At the invitation of director Mykola Sadovskyi, Kurbas first moved to Kyiv, where he founded the “Young Theater” and “Berezil”. Then – to Kharkiv. Shevchenko’s “Haidamaks”, Shakespeare’s “Macbeth”, Moliere’s “Monsieur de Pourceaugnac”, Mykytenko’s “Dictatorship”, Kulish’s “Mina Mazaylo”, “People’s Malachy” and “Maklena Grasa” – this is not a complete list of plays staged by Kurbas. He sought to Europeanize the Ukrainian theatre, to combine national traditions with the latest forms of the European stage.
On the eve of the premiere of Maklena Grasa, which took place at the end of September 1933, Kurbas was invited by the second secretary of the Central Committee of the CP(b)U Pavlo Postyshev. He said he considered him “today the only director in the country capable of creating a theater worthy of the era,” and demanded a complete reorientation and change of beliefs.
“I’m an old soldier of the scene, it’s too late for me to change my beliefs,” answered Kurbas. “It’s a pity,” said Postyshev, “I feel sorry for you.” The fate of the artist was determined.
On October 5, the director was removed from the management of Berezil. He went to Moscow and got a job at the state Jewish theatre, trying to demonstrate the groundlessness of accusations of Ukrainian nationalism. It did not save.
On December 26, 1933, Les Kurbas was arrested on charges of participation in the counter-revolutionary terrorist Ukrainian military organization, which was allegedly preparing an assassination attempt on Pavel Postyshev. After two and a half months of interrogation, the director was broken, so he confessed to “belonging to a counter-revolutionary organization.”
“A sincere confession” was taken into account: on April 9, 1934, the director was sentenced to 5 years in the camps. It was a fairly mild sentence for those times, because 47-year-old Kurbas had a chance to be released.

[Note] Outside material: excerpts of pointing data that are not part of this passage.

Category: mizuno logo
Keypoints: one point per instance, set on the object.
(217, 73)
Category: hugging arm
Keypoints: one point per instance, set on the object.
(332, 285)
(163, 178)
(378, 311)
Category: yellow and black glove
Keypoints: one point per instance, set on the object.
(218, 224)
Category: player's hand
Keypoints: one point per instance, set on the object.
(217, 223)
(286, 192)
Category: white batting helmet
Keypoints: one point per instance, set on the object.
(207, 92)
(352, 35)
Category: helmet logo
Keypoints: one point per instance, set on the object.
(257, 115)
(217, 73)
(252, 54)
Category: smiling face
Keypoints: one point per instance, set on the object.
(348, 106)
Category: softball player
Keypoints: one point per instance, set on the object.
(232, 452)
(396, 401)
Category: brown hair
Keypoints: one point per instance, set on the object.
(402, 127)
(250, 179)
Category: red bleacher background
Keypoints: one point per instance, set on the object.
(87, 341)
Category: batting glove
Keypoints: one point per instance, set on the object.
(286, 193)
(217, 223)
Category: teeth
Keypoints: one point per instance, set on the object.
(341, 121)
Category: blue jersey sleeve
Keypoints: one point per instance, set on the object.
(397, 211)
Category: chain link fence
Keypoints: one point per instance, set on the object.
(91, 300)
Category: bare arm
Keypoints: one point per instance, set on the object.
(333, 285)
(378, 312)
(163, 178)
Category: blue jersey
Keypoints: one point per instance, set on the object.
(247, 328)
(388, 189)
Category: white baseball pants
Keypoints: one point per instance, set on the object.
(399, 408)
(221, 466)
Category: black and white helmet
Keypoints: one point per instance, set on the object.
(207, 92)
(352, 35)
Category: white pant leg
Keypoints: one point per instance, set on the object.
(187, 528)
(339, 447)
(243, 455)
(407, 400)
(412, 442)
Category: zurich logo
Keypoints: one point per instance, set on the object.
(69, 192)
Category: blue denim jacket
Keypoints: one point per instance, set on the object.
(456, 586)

However, the communist regime had no such intention.
In prison, Les Kurbas continued to engage in theatre. His troupe consisted of arrestees, among whom were educated, intelligent people, mainly professional actors or musicians, who until recently played in theatres and suddenly became “enemies of the people.”
Kurbas’s assistant in the Tsekhansky camp theatre, whose memories were recorded by Les Taniuk, recalled: “We believed that working with Kurbas was the same as graduating from a theatre institute. He was a born pedagogue, an educator: just from the first day, you could say, all talented people loved him. Even experienced actors were impressed by his art – both the director’s performance, the skill of interpreting the play, and, most importantly, the ability to reveal new, unknown things in the actor… I remember that Kurbas burst into tears when he first appeared on the stage: “God ! Theatre!”. As for him it was the highest holiness.”
Tsekhansky adds that everyone hoped, Kurbas would be released early – “he was already too well-known, the whole country knew him!”. He didn’t come out. On November 3, 1937, he was shot in the Sandarmokh tract along with other representatives of the Shot Renaissance, including Mykola Kulish, Valerian Pidmohylnyi, Mykola Zerov, Valerian Polishchuk, Hryhoriy Epik, Marko Voronyi, Mykhailo Yalovy.
Kulish and his friend and colleague from the “Berezil” theatre ended up next to each other – they were on the firing list under the neighbouring numbers 177 and 178. Therefore, a legend appeared, as if they were killed with a single bullet, placing them next to each other.
Five years after her husband’s death, his wife, Valentina Chistyakova, did not know she had become a widow. The death certificate she received, reported that Les Kurbas “died on November 15, 1942 from a brain hemorrhage.” It was another “truth” of the regime.